En l'espèce, la société Elite Insurance a assigné la SMABTP devant le tribunal de grande instance de Paris par acte d'huissier en date du 30 août 2019, et par acte d'huissier du 31 octobre 2019, la SMABTP a assigné en garantie la société Idées d'Architectes et la MAF. Les affaires ont été jointes. Les sociétés MAF puis Elite Insurance ont conclu les 19 octobre 2020 et 4 janvier 2021, et l'instance a été clôturée le 4 mars 2021 sans que la SMABTP ait répondu.

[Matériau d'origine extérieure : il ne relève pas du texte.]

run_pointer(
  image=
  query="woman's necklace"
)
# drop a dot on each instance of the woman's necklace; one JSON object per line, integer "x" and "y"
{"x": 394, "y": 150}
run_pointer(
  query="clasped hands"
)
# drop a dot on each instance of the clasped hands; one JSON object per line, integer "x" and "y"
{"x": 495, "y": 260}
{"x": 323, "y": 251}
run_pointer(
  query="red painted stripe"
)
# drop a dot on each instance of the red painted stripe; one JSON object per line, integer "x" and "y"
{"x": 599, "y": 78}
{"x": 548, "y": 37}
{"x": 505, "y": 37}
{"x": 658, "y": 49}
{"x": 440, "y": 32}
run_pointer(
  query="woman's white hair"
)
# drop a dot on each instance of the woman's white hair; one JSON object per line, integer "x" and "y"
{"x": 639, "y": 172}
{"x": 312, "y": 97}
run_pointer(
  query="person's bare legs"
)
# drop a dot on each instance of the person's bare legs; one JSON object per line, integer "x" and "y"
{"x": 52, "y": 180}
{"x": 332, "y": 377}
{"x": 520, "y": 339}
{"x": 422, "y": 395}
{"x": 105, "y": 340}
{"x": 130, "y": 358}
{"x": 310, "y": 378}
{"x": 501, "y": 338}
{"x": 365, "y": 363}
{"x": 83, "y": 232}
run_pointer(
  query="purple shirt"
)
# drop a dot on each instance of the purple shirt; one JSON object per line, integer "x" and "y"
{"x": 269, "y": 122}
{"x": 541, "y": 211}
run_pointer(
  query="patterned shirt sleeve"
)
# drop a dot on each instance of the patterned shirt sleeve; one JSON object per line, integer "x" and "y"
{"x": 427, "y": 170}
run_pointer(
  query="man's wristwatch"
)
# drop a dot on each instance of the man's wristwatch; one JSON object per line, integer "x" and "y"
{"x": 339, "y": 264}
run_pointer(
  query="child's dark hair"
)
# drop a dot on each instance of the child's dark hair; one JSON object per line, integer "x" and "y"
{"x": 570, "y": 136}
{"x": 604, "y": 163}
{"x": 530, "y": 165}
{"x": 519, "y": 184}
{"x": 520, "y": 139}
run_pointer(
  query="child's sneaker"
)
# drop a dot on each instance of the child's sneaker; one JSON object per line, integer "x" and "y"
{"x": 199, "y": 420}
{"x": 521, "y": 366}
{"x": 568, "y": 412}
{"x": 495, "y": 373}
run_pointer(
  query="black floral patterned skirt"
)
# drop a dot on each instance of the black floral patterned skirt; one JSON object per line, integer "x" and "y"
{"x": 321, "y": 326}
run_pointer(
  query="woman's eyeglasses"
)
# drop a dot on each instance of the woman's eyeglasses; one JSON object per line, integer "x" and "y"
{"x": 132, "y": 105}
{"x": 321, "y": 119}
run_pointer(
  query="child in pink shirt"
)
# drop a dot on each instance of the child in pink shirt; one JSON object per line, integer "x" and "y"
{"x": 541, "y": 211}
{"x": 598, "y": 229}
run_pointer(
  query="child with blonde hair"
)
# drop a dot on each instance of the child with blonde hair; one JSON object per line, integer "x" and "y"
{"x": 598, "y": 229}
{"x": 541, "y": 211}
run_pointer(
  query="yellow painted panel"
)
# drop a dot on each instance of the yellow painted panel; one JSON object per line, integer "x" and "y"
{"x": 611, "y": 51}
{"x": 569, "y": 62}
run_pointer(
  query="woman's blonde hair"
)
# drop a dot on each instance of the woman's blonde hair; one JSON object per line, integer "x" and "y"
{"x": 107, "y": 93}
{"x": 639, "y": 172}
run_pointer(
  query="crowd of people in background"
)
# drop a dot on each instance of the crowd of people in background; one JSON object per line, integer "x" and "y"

La SMABTP n'explique pas les motifs qui l'auraient empêchée de conclure en réponse à la demanderesse principale alors qu'elle a été assignée le 30 août 2019 et que la clôture a été prononcée le 4 mars 2021, de même qu'elle n'indique pas pour quel motif elle aurait été empêchée de répondre aux conclusions de la société MAF en date du 19 octobre 2020, ou à celles de la société Elite Insurance le 4 janvier 2021, pas plus qu'elle ne justifie avoir sollicité le renvoi pour répondre aux conclusions avant que la clôture ne soit prononcée. Son absence de réponse aux conclusions adverses n'apparaît donc résulter que de son inertie, et non d'un empêchement impérieux de conclure dans les délais de la procédure.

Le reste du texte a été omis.